What more can one possibly say about Chloë Sevigny's birth and early life in Connecticut, after reading the piece last month in the New York Times by Amanda Fortini, Going Home With Chloë Sevigny? What more is there to say about Chloë in general, whose status as "the coolest girl in the world" was cemented way back in 1994 in Jay McInery's New Yorker profile, and has continued long after her 40th birthday? Saying that Chloë is cool is like saying that water is wet, or like saying that, as a supposedly hipster art-graduate chick in my late twenties, I personally think that Chloë's cool. It would be strange if I didn't, as Chloë Sevigny — like Joan Didion, or the humble avocado, or the films of David Lynch — is one of those things that we all like. A cliché that has become a cliché because it is unequivocally pleasurable, or hip, or perfect in its assemblage. She's a human Velvet Underground album.

Alice Hines, more recently at the New Yorker, pins down Chloë's appeal with a perfect electronic-age metaphor: "For years, she resisted joining [social media], until two months ago, when a publicist talked her into it. Yet she's long been an unwitting fixture on the platform; her name has been tagged more than twelve thousand times." She is, in other words, someone we talk about but do not really know, which is far cooler than being transparent. You can't be in Gummo and have your opening line be: "Foot-Foot, you stinker bitch!" and still maintain a Garbo-esque air of mystery — and yet, here we are; and hereI am re-watching Gummo, two full decades later, and wondering what I really think about Chloë's performance. How can somebody bare herself like this, and be an enigma? "As childhoods go, Sevigny's in Darien, Connecticut, a wealthy town of 20,000 an hour's train ride from New York City, was as suburban as they come," Fortini explains in her profile. "The house, she remembers, had a big forsythia bush in the front yard. 'It was, like, my spot," she says, as we drive past gracious colonial-style homes with manicured lawns. "I always just chilled there, underneath. It was all very, you know...' She begins to laugh, a boisterous, asthmatic-sounding, from-the-gut guffaw that signals she's aware of the triteness, the irony or maybe just the sheer unlikeliness of what she's about to say: '... idyllic.'"

Gummo drops our heroine into a different typical American scene: the town of Xenia, Ohio, which has recently been wasted by a Tornado and is, in the words of the critic Janet Maslin in the New York Times, "a post-apocalyptic home movie hell." "At the start of Gummo," she snarled, in a vicious review, "Mr.

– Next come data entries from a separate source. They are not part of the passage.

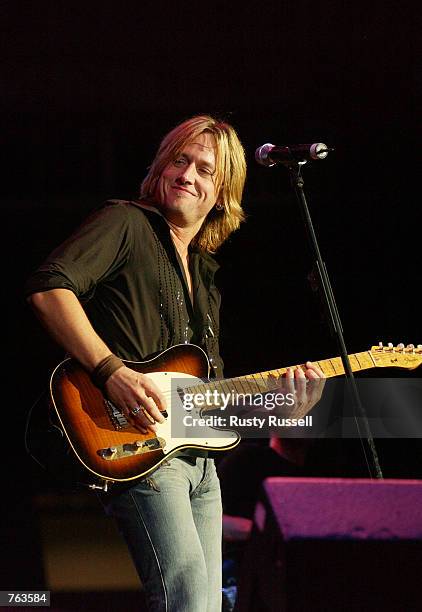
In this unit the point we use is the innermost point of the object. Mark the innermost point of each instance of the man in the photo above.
(143, 271)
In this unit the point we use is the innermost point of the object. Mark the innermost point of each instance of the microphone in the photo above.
(269, 155)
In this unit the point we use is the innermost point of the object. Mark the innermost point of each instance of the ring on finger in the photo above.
(148, 416)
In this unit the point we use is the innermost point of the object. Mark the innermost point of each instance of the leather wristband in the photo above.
(105, 369)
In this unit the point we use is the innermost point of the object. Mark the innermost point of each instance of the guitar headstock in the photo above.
(400, 356)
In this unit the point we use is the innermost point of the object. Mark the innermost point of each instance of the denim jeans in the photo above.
(172, 525)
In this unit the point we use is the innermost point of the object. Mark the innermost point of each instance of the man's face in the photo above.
(186, 189)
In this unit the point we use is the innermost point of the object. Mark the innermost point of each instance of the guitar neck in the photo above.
(263, 382)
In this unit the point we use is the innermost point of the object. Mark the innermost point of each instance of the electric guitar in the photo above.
(112, 449)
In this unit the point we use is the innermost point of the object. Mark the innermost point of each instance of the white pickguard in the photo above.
(172, 430)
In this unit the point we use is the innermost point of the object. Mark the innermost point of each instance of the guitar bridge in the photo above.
(117, 418)
(139, 447)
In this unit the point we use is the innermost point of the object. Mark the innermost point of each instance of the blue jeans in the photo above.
(172, 525)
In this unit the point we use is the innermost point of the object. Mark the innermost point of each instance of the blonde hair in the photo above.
(230, 176)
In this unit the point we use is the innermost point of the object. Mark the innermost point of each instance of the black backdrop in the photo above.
(88, 91)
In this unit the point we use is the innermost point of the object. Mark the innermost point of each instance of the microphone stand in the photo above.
(326, 291)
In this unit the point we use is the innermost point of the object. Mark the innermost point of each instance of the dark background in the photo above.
(89, 91)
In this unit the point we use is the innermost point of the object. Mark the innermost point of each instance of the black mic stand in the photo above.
(326, 292)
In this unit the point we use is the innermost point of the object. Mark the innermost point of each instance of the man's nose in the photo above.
(187, 174)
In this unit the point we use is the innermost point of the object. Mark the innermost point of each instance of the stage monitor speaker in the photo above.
(334, 544)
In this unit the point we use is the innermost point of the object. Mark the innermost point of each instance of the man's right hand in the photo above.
(131, 391)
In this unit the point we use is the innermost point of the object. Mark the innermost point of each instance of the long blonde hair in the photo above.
(230, 176)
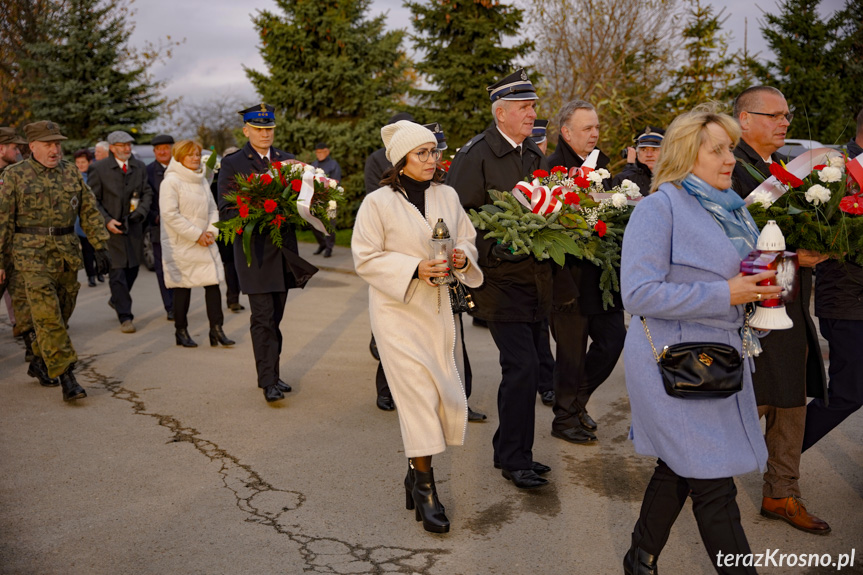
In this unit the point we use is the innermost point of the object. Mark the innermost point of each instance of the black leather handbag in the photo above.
(700, 370)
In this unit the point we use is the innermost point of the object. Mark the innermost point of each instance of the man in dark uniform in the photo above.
(516, 295)
(578, 312)
(39, 202)
(162, 145)
(640, 171)
(119, 183)
(791, 367)
(273, 271)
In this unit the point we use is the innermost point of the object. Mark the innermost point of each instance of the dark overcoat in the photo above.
(114, 191)
(512, 291)
(791, 367)
(272, 269)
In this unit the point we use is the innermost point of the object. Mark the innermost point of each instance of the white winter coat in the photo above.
(187, 210)
(417, 339)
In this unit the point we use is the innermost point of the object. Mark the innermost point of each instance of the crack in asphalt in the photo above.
(266, 505)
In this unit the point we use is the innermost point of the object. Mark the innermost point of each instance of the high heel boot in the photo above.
(637, 561)
(217, 336)
(184, 339)
(428, 508)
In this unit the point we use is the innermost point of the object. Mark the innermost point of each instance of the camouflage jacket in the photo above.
(32, 195)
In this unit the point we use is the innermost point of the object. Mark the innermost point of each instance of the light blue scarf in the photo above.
(729, 211)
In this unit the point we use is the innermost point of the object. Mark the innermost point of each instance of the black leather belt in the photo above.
(52, 231)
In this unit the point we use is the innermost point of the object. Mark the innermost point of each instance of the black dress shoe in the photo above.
(475, 415)
(385, 403)
(535, 466)
(587, 422)
(524, 478)
(639, 562)
(283, 387)
(273, 393)
(575, 435)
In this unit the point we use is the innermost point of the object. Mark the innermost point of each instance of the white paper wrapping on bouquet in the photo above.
(801, 166)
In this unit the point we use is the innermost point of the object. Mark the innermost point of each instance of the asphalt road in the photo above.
(174, 464)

Korine accomplishes the rare feat of showing the worst of his hand within 30 seconds. Little kids spout obscenities in voice-over; cinematography… is skittishly high-speed and hand-held and grainy… [he] casts nonprofessional actors, often freakish individuals whom the film flaunts contemptuously, like the simple-minded woman who treats a doll as her baby or the albino cook who proudly names Pamela Anderson and Patrick Swayze as her favorite movie stars."